Introduction
The late nineteenth century is considered by many historians as the age of great deflation. Nearly all places around the globe particularly in Europe marked this time as the period of economic turn down. Nevertheless, America had it differently.
During this period the average yearly income growth for the Americans doubled. This increase in was accelerated by the industrial growth especially in the steel industry. This industrial growth created more wealth than any other time in the history of America.
Growth of steel industry
The industrial growth came with popularity of factories that marked the American industrial revolution. Prior to 1877 factories were known only to be producing goods characteristically of the old artisan. The beginning of 1877 saw the turn in industrial productions.
Factories began producing capital good that hugely contributed to the national productive capacity. Steel production was one such capital good productive enterprise. Steel replaced iron which was then considered to be ineffective in the making of rail as well as in industrial usage.
The introduction of steel manufacture was attributed to Henry Bessemer who invented the Bessemer converter. The converter was a large furnace that was designed in such a way that it could easily refine raw pig iron to steel.
This potential was fully exploited by Andrew Carnegie. Carnegie arrived in America from Scotland in 1848 aged twelve. He spent most of his early years as a telegraph operator, working for the Pennsylvania Railroad. Carnegie quickly rose up the managerial ladder and amassed his fortunes during the war speculations.
He first became an iron manufacturer before establishing a huge steel mill near Pittsburgh in 1872. The Carnegie steel mill became the pioneer of any other steel mill in the 1870s through to 1900. The steel mill had a Bessemer converter as the center piece of its production.

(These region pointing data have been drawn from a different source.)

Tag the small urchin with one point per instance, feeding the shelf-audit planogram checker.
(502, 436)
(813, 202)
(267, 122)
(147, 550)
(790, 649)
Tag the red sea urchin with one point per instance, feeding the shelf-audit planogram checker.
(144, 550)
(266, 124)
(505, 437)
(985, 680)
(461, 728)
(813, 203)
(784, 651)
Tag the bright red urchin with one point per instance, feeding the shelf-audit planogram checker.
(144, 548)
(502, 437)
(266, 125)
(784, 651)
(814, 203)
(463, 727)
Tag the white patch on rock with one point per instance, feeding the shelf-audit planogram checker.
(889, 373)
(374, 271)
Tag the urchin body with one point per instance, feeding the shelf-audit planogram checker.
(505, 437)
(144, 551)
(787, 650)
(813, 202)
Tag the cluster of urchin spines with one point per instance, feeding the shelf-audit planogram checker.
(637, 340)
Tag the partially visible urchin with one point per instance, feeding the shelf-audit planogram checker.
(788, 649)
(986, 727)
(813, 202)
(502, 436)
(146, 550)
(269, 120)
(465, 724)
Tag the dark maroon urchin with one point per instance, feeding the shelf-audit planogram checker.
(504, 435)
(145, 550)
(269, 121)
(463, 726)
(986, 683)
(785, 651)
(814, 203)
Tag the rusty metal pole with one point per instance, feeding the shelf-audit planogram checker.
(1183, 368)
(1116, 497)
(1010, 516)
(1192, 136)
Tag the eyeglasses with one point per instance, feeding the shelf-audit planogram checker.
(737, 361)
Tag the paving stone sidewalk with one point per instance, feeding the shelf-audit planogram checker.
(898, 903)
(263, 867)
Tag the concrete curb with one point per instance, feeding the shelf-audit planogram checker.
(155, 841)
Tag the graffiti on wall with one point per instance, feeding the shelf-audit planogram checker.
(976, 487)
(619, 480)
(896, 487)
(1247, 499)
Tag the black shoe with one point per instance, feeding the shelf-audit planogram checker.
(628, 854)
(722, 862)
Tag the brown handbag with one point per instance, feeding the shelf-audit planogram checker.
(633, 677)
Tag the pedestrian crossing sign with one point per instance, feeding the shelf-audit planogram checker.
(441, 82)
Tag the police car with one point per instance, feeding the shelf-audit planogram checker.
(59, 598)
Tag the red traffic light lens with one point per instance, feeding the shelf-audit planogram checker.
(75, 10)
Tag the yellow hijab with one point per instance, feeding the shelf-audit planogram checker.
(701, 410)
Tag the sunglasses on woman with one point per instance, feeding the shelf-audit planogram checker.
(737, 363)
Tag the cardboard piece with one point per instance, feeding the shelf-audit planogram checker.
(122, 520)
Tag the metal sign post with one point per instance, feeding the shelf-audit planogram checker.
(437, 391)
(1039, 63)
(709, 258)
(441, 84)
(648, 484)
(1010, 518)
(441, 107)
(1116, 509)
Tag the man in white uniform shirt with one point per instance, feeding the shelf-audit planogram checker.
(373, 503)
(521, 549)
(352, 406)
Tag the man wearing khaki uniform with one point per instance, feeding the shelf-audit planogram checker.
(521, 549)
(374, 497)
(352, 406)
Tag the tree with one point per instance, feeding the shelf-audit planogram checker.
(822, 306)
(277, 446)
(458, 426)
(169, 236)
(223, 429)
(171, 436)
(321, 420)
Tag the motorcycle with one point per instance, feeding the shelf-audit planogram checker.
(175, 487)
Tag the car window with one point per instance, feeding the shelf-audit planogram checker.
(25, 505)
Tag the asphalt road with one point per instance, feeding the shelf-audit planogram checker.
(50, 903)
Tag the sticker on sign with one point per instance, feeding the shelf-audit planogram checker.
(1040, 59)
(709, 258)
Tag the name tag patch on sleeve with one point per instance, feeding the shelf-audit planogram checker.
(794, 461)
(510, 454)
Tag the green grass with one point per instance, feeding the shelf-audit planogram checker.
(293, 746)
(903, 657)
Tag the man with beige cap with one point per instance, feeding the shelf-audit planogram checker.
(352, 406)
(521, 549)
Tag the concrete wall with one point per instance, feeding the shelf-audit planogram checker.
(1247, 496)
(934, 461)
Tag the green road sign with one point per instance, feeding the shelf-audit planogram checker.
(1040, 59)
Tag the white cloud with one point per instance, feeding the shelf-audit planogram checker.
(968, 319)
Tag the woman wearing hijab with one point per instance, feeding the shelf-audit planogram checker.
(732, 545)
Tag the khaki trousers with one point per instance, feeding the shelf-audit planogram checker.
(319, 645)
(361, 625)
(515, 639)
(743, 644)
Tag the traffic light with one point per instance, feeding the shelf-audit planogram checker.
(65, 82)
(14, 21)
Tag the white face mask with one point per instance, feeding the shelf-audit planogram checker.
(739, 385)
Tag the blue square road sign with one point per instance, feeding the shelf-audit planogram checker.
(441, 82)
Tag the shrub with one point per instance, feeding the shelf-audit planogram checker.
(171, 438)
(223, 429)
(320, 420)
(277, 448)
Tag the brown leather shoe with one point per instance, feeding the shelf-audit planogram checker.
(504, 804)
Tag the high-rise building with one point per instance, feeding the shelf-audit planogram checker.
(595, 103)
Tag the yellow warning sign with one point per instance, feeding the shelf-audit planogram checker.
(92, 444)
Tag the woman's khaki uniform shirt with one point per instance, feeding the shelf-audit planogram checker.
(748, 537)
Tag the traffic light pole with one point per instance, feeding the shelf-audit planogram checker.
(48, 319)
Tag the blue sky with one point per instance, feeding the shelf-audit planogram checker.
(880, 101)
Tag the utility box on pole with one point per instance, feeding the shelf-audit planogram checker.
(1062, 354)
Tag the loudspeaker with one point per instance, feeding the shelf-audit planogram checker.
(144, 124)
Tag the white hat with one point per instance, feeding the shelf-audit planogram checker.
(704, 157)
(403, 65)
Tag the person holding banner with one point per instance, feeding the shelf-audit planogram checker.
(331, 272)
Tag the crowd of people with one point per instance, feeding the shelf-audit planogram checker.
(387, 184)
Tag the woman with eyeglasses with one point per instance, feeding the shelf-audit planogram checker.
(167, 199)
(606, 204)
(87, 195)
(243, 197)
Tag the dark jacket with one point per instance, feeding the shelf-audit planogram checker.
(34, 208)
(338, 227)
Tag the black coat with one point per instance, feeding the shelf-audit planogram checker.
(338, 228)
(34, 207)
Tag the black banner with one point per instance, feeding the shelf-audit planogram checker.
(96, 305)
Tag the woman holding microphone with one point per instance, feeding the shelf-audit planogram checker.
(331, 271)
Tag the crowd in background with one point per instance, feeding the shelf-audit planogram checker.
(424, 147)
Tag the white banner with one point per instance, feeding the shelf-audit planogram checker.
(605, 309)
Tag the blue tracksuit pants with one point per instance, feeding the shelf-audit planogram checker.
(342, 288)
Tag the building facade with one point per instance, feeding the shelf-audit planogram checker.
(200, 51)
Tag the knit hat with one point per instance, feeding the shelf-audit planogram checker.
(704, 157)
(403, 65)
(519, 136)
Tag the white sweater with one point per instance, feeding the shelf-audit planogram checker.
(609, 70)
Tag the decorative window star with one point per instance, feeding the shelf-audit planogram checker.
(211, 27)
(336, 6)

This was seen as advancement as the mill run constantly. Besides its technological advancements, raw materials in form of mineral were also abundant. This ensured that the steel mills operated at full capacity. The northern Minnesota iron ore deposits and the Appalachian coal deposits were major sources of raw materials needed by the steel industry.
Railroad
However with discovery of steam engines, huge quantities of coal were to be consumed by railroads and factories. Steam engines were then the major national energy workhorse. In 1880s, the continuous rotating turbines was invented.
These turbines were more efficient than the steam engines and were therefore used to produce electricity. This completed the energy revolution during that time. The energy revolution that led to the production of huge quantities of electricity contributed o the enhanced production of capital good.
This was also the time of railroad boom. Prior to the civil war, America was still reeling under the water travels technologies. There was no feeling for the need to expand beyond the water ways travel.
However when the rail road was first introduced, it immediately became popular. Transportation was made efficient; moreover, people could travel throughout the year. Furthermore, huge bulk of good could now be moved easily in inland places far away from the water ways.
The major problem was the cost of building the railways. Both the state and federal governments considered building the railway to be very costly. Contrary to canals, the rail road building was left in the hand of the private sector or as a free enterprise by the federal government.
However the government still played a huge role in the building of the railway both in terms of policy regulations and financing. In most cases the federal or state governments could buy the rail construction bonds with an aim of funding the building of the railway. Often, the governments could offer grants or the railway construction loans in form of bonds which they could still buy and have a larger stake.
The running and managing the railway system was left on the hands of corporations that were formed by the railway constructors and operators. Besides the administrative role, the corporation has to ensure that the capital was pooled in huge amounts for the construction of the railway.
However, the dilemma of the railway owners was that they only had a limited liability on the amount of money they invested. The new legal entity, the railways corporation, ensured that the private entrepreneurs got the most of their investment in the railway system.
Despite the railway corporation good administrative intentions, the rail road building companies were notoriously corrupt. About half of the railway construction money was pocketed by the promoters of these companies.
Trade unionism
The growth of industries could not have without the rise of workers unions and activism industries were being accused of exploiting workers. Trades unions that fought for the rights of workers sprung up and rapidly spread. However the contribution of industry to the general economy was enormous.
Bibliography
Fernlund, Kevin. Documents to Accompany America’s History, Volume 2: Since 1865. Boston: Bedford/St. Martin’s, 2010.
Henretta, James, and David Brody. America: A Concise History Since 1877. Boston: Bedford/St. Martin’s, 2010.